"Konwój wstydu" wjechał na plac Wolności podczas Dni Autyzmu
"Konwój wstydu", czyli kampania PO przeciwko wysokim premiom wypłaconym ministrom rządu Beaty Szydło, wjechała na plac Wolności w Koninie podczas obchodów Dni Autyzmu.
Na placu miała się bowiem odbyć konferencja konińskich działaczy PO zapowiadająca mobliną akcję wymierzoną w PiS. Pojazd z banerem pojawił się w tych okolicach już wcześniej. Przybył do Konina po objeździe Kłodawy i Koła. Choć konferencję PO przeniesiono w ostatniej chwili na parking przy ul. Grunwaldzkiej, ruchomy baner kilka razy zdążył okrążyć, a nawet zatrzymał się przy placu, tworząc tło dla uczestników odbywającej się tam imprezy z okazji Dni Autyzmu.
- Momentalnie, jak tylko otrzymaliśmy kontakt, bo przez Warszawę musieliśmy się kontaktować z samochodem, który ciągnie ten billbord, skierowaliśmy w inne miejsce. Nie było naszym zamiarem, ani celem, a wręcz przeciwnie.
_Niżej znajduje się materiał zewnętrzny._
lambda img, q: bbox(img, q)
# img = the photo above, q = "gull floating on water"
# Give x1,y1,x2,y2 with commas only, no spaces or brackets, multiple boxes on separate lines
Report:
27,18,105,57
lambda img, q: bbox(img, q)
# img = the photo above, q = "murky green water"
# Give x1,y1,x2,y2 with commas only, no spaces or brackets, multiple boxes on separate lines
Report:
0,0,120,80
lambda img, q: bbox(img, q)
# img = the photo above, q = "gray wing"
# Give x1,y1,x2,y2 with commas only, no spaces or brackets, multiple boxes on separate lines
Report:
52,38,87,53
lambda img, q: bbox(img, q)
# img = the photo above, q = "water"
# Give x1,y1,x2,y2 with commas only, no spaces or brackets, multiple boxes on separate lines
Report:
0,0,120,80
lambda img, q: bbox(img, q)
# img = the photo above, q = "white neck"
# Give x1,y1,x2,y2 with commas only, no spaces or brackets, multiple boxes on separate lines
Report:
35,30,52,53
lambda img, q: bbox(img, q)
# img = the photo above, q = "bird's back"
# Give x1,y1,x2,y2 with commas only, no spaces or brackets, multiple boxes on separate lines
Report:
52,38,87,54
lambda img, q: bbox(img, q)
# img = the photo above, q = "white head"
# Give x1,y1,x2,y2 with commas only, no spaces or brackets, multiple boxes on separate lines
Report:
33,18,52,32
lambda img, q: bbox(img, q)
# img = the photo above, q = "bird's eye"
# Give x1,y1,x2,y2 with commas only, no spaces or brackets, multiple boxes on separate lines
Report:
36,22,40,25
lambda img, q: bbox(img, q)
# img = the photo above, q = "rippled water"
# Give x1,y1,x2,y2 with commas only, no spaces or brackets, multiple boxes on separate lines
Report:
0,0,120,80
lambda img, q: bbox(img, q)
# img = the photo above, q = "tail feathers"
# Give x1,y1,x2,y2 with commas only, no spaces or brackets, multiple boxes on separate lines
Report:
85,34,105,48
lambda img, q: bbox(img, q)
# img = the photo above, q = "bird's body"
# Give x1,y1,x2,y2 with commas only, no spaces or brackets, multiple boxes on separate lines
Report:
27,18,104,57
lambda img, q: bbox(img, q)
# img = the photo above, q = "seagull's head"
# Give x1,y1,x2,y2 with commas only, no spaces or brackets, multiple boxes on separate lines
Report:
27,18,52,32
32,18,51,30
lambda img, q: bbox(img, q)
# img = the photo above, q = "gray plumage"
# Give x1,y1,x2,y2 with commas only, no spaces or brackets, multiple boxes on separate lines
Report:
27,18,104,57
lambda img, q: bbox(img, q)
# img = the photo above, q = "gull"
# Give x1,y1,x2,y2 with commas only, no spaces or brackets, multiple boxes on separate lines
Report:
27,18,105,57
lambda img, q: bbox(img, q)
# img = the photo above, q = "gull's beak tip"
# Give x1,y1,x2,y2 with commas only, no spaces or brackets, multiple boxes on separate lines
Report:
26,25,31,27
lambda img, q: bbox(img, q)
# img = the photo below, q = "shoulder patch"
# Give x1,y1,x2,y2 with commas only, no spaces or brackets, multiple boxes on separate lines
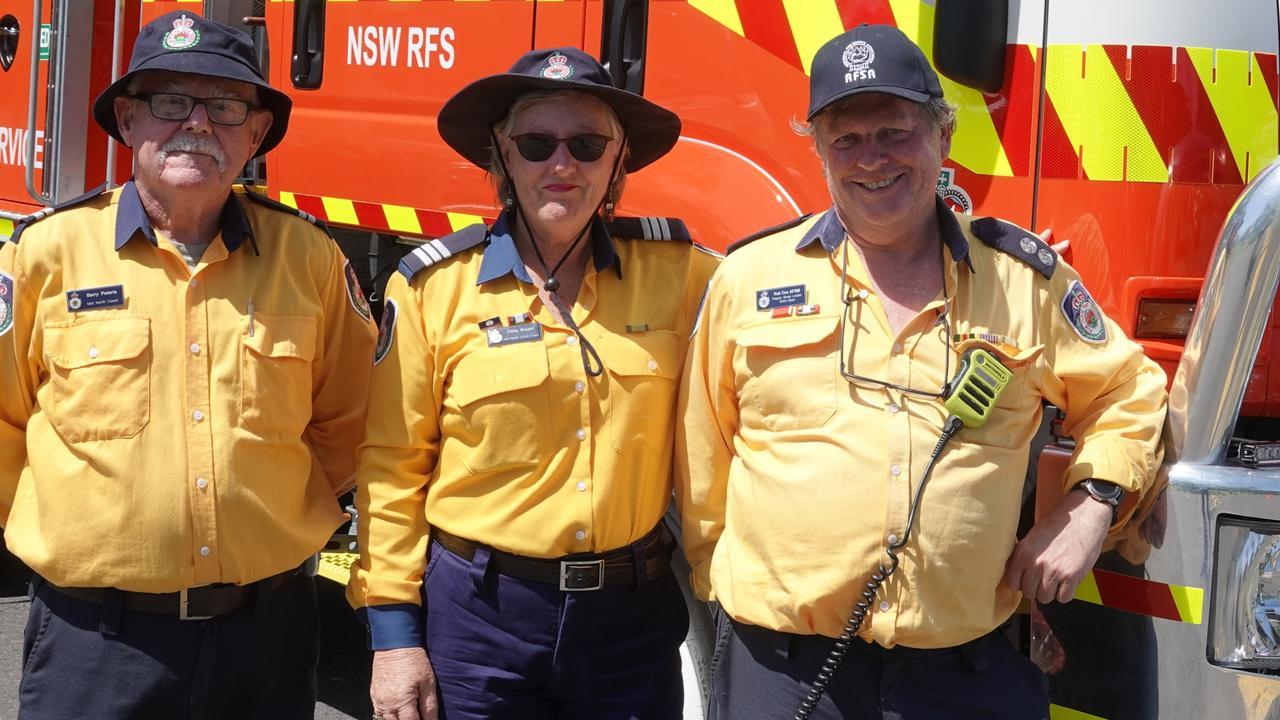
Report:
969,218,1057,279
243,188,329,234
396,223,489,282
724,213,813,255
9,184,108,245
608,217,694,242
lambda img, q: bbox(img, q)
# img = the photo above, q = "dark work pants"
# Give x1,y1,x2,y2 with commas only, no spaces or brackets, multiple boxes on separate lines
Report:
18,575,320,720
710,610,1048,720
424,535,689,720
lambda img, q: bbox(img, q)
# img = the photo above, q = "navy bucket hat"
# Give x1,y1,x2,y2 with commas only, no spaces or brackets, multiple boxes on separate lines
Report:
805,23,942,122
436,47,680,173
93,10,293,155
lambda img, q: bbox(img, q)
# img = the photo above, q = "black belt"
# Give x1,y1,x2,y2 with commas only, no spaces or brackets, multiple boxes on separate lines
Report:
431,523,671,592
44,568,302,620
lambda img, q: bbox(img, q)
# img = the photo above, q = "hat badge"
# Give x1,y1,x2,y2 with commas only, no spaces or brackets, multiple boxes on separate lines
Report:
160,15,200,50
840,40,876,83
543,53,573,79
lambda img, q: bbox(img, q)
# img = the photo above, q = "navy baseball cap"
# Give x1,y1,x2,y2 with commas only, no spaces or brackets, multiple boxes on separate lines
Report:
805,23,942,122
435,47,681,173
93,10,293,155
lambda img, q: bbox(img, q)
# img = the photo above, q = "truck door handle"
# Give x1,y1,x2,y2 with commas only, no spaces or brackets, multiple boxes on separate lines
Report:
289,0,324,90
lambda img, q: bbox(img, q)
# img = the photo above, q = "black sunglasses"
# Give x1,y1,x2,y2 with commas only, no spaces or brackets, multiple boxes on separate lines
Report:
511,132,613,163
129,92,257,126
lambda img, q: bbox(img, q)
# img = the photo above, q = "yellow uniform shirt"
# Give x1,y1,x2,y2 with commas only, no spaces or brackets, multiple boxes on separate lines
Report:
0,183,375,592
676,202,1165,648
348,215,718,648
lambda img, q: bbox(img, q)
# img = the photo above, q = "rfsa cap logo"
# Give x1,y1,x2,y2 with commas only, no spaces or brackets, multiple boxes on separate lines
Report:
543,53,573,79
160,15,200,50
841,40,876,83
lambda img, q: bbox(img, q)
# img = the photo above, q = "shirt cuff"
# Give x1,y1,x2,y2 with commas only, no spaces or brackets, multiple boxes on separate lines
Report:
356,602,426,651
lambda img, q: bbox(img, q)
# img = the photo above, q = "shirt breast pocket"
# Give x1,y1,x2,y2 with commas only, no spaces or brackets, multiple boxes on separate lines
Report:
40,315,151,442
440,343,552,474
737,316,837,432
599,332,685,455
241,314,316,438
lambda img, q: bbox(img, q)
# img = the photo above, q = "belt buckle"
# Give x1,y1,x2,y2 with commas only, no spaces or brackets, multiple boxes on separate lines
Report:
561,559,604,592
178,588,214,620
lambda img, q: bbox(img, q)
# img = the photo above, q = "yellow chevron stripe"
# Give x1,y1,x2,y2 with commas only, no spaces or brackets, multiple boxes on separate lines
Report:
1074,570,1102,605
782,0,845,74
447,213,484,232
320,197,360,225
1044,45,1169,182
383,205,422,234
890,0,1014,177
689,0,746,37
1048,705,1103,720
1187,47,1276,182
1169,576,1204,625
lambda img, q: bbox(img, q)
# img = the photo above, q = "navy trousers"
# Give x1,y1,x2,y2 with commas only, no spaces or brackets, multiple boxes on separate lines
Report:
709,609,1048,720
424,542,689,720
18,575,320,720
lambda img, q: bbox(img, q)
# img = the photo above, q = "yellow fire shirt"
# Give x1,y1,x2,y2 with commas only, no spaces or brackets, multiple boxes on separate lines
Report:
348,210,718,650
676,206,1165,648
0,183,375,592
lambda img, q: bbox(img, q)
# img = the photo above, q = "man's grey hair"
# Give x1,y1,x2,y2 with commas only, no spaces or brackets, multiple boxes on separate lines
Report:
791,95,959,138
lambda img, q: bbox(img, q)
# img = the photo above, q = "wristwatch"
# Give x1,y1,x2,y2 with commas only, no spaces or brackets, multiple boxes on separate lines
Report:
1071,478,1124,525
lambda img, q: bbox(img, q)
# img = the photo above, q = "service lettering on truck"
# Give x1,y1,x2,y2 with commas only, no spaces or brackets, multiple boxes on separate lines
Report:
0,127,45,170
347,26,456,70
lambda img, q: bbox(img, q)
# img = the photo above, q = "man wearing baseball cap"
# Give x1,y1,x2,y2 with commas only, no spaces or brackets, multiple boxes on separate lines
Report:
676,26,1165,720
0,13,375,720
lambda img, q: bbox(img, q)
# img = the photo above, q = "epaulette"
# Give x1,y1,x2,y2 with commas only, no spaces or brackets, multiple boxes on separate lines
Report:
609,218,694,242
9,184,106,245
243,187,329,234
396,223,489,282
969,218,1057,279
724,213,813,255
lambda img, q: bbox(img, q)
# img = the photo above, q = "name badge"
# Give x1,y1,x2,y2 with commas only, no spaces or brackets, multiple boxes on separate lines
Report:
67,284,124,313
755,284,805,310
485,323,543,347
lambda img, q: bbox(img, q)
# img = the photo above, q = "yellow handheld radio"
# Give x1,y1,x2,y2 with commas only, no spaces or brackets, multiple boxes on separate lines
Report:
942,347,1014,428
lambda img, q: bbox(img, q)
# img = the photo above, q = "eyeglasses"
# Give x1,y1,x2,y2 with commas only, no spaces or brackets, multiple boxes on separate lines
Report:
840,238,952,400
131,92,257,126
511,132,613,163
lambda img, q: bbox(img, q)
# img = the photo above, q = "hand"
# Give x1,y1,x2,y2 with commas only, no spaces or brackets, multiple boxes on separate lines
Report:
1002,491,1111,602
369,647,436,720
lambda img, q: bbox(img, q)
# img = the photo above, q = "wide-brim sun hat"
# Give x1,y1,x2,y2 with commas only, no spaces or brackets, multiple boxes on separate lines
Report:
93,10,293,155
436,47,680,173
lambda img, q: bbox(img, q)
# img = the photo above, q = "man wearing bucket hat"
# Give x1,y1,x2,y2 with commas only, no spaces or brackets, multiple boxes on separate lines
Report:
676,26,1165,720
348,49,718,720
0,13,376,719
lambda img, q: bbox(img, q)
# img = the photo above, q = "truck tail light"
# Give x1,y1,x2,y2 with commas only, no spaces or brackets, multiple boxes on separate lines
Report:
1208,518,1280,670
1133,299,1196,340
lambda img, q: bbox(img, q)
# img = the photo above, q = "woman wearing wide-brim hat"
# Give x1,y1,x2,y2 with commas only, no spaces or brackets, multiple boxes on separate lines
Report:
348,49,716,720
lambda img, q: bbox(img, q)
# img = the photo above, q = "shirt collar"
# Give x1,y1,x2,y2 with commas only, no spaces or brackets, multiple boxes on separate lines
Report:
796,197,973,272
476,210,622,284
115,181,253,252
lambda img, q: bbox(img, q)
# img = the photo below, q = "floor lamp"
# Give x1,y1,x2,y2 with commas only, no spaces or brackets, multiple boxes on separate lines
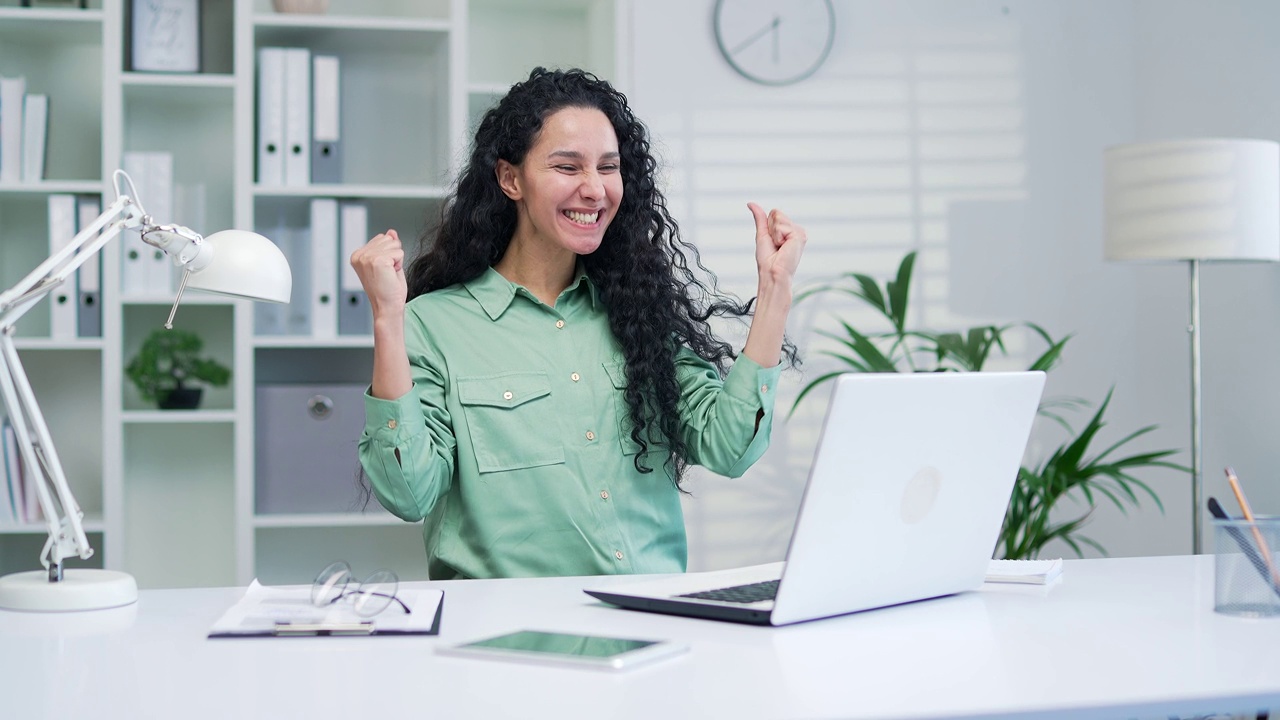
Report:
1103,138,1280,555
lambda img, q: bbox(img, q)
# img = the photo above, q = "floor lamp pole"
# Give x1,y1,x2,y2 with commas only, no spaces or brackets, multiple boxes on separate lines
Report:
1187,259,1204,555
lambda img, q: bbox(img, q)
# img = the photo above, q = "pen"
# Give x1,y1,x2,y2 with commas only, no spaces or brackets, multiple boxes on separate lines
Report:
1226,465,1280,584
1208,497,1280,596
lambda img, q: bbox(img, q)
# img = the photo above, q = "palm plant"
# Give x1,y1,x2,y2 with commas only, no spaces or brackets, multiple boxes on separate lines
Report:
791,252,1188,559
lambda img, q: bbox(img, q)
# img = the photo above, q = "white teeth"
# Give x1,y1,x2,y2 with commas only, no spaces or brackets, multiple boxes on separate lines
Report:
564,210,600,225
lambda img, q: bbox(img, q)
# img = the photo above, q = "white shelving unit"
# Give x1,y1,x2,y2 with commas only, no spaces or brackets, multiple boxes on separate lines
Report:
0,0,625,587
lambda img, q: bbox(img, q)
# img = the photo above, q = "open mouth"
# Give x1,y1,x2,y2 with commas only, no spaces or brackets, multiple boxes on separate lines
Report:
564,210,600,225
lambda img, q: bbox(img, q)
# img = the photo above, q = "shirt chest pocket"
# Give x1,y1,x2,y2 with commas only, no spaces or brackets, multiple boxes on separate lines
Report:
457,373,564,473
604,363,652,455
Jak tylko otrzymaliśmy informację, że tam jest dziecięca impreza, od razu podjęliśmy działania, które miały uniemożliwić odbycie konferencji w tamtym miejscu, na tle dzieci – tłumaczył poseł Tomasz Nowak.
- Zapewniam, że jest nam przykro, że tak się stało, nie było to zamierzone – przeprosił raz jeszcze Henryk Drzewiecki, wiceprzewodniczący PO w Koninie.
Niesmak jednak pozostał. Głośno zapowiadana od rana ogólnopolska akcja PO, w Koninie okazała się rzeczywiście „konwojem wstydu”.